Mary Digges Lee (1745 – January 25, 1805) was the "First Lady of Maryland" during portions of the American Revolution, while her husband, Thomas Sim Lee, was the state's governor. Lee was later inducted into the Maryland Women's Hall of Fame.

== Biography ==
Lee's ancestry included prominent politicians such as Dudley Digges, who lived in Britain, and Edward Digges, who immigrated to the United States and was politically involved there. Edward had settled in York County, Virginia in the second half of the 17th century; the family moved to Maryland in the 18th.

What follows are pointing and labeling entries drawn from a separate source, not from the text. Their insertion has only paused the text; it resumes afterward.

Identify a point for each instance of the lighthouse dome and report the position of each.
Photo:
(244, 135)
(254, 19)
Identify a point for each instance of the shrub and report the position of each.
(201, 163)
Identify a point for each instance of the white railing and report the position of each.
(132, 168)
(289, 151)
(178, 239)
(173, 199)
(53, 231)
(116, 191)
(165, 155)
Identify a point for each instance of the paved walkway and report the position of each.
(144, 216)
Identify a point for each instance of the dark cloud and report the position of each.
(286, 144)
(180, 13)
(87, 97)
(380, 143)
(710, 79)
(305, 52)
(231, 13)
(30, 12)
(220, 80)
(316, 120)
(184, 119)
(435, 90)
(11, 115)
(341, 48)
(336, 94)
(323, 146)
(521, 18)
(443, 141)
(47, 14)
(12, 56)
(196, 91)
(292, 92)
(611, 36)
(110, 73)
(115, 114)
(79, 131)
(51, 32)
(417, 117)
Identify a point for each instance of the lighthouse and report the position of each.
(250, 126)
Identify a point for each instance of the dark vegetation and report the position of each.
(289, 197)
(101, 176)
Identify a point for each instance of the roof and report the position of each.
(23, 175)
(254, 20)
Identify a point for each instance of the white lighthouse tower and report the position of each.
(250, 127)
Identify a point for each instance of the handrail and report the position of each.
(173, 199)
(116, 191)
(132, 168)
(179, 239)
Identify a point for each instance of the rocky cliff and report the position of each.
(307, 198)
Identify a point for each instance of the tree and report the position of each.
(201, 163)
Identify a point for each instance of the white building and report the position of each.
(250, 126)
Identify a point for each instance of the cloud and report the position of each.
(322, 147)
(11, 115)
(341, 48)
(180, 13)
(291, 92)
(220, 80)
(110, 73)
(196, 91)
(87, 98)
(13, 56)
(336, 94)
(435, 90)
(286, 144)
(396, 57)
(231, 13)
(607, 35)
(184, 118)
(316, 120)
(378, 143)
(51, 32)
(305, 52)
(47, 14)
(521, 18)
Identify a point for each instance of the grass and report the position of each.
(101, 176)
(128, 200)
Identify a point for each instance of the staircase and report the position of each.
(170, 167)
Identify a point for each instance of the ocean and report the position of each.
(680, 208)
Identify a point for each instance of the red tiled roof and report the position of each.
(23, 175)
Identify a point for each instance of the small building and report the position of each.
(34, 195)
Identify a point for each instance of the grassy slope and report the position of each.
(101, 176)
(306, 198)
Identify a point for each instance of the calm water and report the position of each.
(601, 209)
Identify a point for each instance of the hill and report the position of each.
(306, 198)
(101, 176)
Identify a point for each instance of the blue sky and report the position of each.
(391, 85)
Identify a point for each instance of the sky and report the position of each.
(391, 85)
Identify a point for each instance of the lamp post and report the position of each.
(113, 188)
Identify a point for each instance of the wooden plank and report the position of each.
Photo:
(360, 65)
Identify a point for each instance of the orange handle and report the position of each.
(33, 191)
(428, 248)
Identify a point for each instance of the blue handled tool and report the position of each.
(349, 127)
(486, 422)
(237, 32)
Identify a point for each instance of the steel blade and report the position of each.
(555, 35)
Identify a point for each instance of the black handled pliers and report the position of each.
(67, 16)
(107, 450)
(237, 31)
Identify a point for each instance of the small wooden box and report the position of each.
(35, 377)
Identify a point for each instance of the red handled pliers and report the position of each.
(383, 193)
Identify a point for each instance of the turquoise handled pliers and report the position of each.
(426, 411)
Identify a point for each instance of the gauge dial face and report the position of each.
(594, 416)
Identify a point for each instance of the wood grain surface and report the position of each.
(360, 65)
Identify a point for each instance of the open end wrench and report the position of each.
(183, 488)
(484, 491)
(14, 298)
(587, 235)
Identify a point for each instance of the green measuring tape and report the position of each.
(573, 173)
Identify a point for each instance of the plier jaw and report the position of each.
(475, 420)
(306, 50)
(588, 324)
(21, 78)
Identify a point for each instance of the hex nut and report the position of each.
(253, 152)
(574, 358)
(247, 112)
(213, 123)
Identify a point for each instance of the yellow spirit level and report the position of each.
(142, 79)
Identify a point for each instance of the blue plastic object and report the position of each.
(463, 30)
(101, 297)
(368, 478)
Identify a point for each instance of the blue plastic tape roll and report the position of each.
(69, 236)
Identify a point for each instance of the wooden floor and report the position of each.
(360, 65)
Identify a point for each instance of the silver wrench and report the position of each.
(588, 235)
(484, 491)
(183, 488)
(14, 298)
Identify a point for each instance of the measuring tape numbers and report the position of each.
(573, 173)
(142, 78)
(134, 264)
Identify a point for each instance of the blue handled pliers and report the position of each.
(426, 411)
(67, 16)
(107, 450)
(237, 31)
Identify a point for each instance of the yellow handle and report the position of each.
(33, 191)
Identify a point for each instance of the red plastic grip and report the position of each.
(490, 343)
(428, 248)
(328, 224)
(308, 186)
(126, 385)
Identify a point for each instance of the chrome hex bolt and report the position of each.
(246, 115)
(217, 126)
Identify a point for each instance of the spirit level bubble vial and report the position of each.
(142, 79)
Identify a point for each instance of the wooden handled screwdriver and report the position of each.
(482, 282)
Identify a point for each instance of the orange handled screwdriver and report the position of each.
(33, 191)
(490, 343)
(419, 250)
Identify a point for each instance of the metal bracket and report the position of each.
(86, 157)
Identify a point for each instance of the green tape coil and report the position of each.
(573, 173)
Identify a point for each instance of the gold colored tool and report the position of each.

Mary Digges was born in 1745 at her family's home of Mellwood Park in Prince George's County, Maryland, to Ignatius Digges and Elizabeth Parnham Craycroft Digges. Elizabeth died early in Lee's life, and Ignatius Digges remarried to Mary Carroll. Mary married Thomas Sim Lee, after overcoming her father's opposition to their marriage because of Thomas's different religion, on October 27, 1771. Ignatius, a practicing Roman Catholic, was reluctant to let his daughter marry Lee, an Anglican. His eventual acquiescence was contingent on their children being raised in the Catholic Church. Thomas Lee later converted to Catholicism, though the date is unclear.

The new couple moved to Thomas Lee's estate, Needwood. They had eight children together.

The couple founded St. Mary's Roman Catholic Church in Petersville, Maryland. During the American Revolution, the couple were prominent supporters of the revolutionaries. Thomas Sim Lee was elected the Second Governor of Maryland in 1779, a position he held until 1794. In response to a written request for aid from George Washington to her husband, Mary Lee entered the public sphere. She encouraged women in the state to donate goods and time, including 260 shirts in response to a request from the Maryland Regiment Extraordinary. George Washington thanked her in a letter for the "patriotic exertions of the ladies of Maryland in favor of the army." Lee may also have been involved in the publication of an anonymous letter in the Maryland Gazette that encouraged women to aid the Continental Army.

Lee died on January 25, 1805.

She was inducted into the Maryland Women's Hall of Fame in 1996.